Business Intelligence Competency Centers (BICC) are growing fast, according to a new survey by Capgemini Norway. Gartner defines a BICC as a cross functional team actively supporting and promoting the effective use of Business Intelligence across the organization. The primary driver for establishing a BICC is to clear away the walls between business and technology departments in developing and operating Business Intelligence solutions. The BICC model seems to work very well – in fact, we are led to wonder why it is only applied to BI. This gives us reason to argue that Gartner’s definition of BICC might be too limited.
The idea of a BICC is to put the people who know how to use information (the business people) in the same room as the people who know how to develop and operate the BI solutions (the tech guys). A BICC is not a project, but a permanent unit in the organization. This presents opportunities for better collaboration and more business-oriented BI development. Typical gains reported by participants in the survey are the increased use of BI solutions, more self-served BI users, better data quality and better collaboration between business and IT resources.
The current growth rate of BICCs in Norway is high: 8 of the 17 companies in our survey have established a BICC sometime during the past three years, while the remaining companies have plans to do so in the near future. In the study we have also tried to gain insight into how these competency centers work, and what the real-life BICC models (as opposed to theoretical models) actually look like. Our findings provide some interesting supplements to the existing BICC literature you would typically find at Amazon’s virtual bookshelf.
To begin with, we can ascertain that no two BICCs are the same. Depending on the organizational structure and needs, the competency centers will have different mandates, responsibilities, composition, organizational model and activity level. However, there are some typical patterns and commonalities that are emerging. We have in our analysis identified these as five BICC stereotypes:
- Strategic BICC (The visionaries)
- Knowledge BICC (The competency network)
- Operational BICC (The doers)
- Standardizing BICC (The methodologists)
- Universal BICC (The umbrella)
The main distinction between these stereotypes is what they do. Is the perspective of their activities long-term or short-term, and are tasks of the BICC high on the business agenda or on the IT agenda? Furthermore, each stereotype has some typical organizational characteristics and help facilitate different types of benefits for the organization. This is described more thoroughly in our analysis.
Secondly, the activities in real-life BICCs aren’t necessarily limited to BI, although the data warehouse(s) are usually central. The businesses we’ve spoken to include user groups that don’t recognize that what they do is Business Intelligence.

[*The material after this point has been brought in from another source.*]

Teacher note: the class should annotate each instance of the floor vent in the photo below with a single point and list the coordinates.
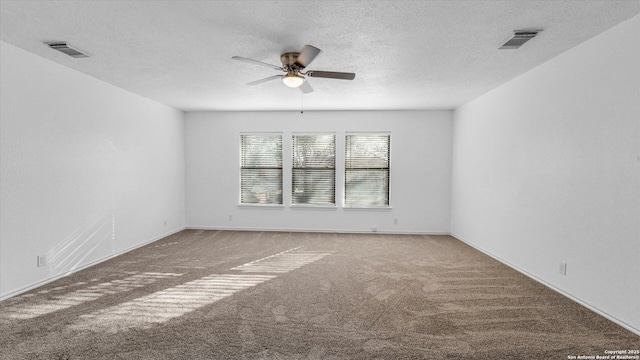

In addition to controller functions and statistical analysis groups, risk and actuary groups as well as marketing and CRM departments are included, who use data for more operational purposes. One company we spoke to considers document management and archiving functions as natural inclusions in a BICC. Why not?
In conclusion, we find that the original Gartner definition is too limited, both concerning the BICC’s mandate (as can be seen from the wide variety of stereotypes) and in that the model does not need to be constrained to BI purposes. Perhaps it is more correct to discuss Information Competency Centers, rather than BICCs? And, to take the point even further – can’t the model be used for completely different areas of the IT portfolio as well? IT functions are means to an end, and the owners of those ends are the ones who should be driving the development of those functions. We like that a BICC model has been found and put to use in order to bridge the gap in BI between IT and business departments, and we expect to see the experience from this process used in new areas in the future.